Doctors from the USA took the unprecedented step to ensure the baby boy would be free of a genetic condition that his Jordanian mother carries in her genes.

Experts say the move heralds a new era in medicine and could help other families with rare genetic conditions. It's not the first time scientists have created babies that have DNA from three people but it is a completely different technique.

But they warn that rigorous checks of this new and controversial technology, called mitochondrial donation, are needed. Mitochondria are tiny structures inside nearly every cell of the body that convert food into usable energy. Some women carry genetic defects in mitochondria and they can pass these on to their children.
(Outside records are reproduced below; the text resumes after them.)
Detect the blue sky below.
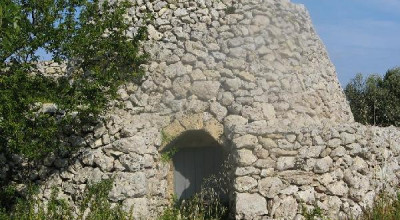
[292,0,400,86]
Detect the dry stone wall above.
[0,0,400,219]
[233,121,400,219]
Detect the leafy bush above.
[0,179,133,220]
[0,0,147,162]
[360,193,400,220]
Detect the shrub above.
[0,179,133,220]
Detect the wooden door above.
[173,147,223,200]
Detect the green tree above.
[0,0,146,159]
[345,68,400,126]
[0,0,147,209]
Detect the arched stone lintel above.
[159,113,224,152]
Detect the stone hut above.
[4,0,400,219]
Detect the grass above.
[0,179,133,220]
[360,193,400,220]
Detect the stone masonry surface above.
[0,0,400,219]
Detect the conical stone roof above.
[126,0,353,127]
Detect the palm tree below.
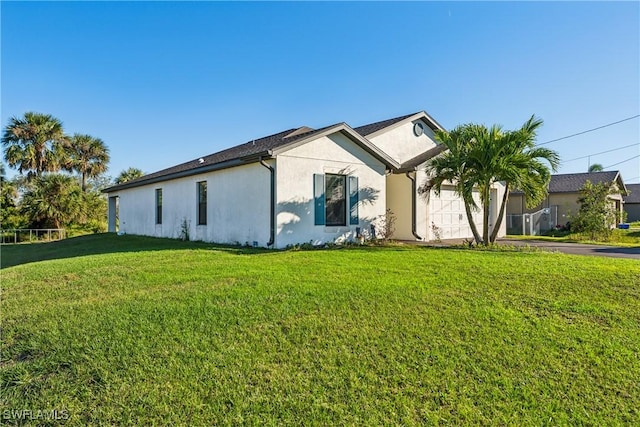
[589,163,604,173]
[20,174,83,228]
[65,133,109,192]
[423,124,481,243]
[2,112,66,178]
[484,116,560,243]
[428,116,559,245]
[115,168,144,184]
In the case of the Jordanian family, it was a disorder called Leigh Syndrome that would have proved fatal to any baby conceived. The family had already experienced the heartache of four miscarriages as well as the death of two children, one at eight months and the other at six years of age.

The US team, who travelled to Mexico to carry out the procedure because there are no laws there that prohibit it, used a method that takes all the vital DNA from the mother's egg plus healthy mitochondria from a donor egg to create a healthy new egg that can be fertilised with the father's sperm.

The result is a baby with 0.1% of their DNA from the donor (mitochondrial DNA) and all the genetic code for things like hair and eye colour from the mother and father.

Dr John Zhang, medical director at the New Hope Fertility Centre in New York City, and his colleagues used the method to make five embryos but only one of them developed normally.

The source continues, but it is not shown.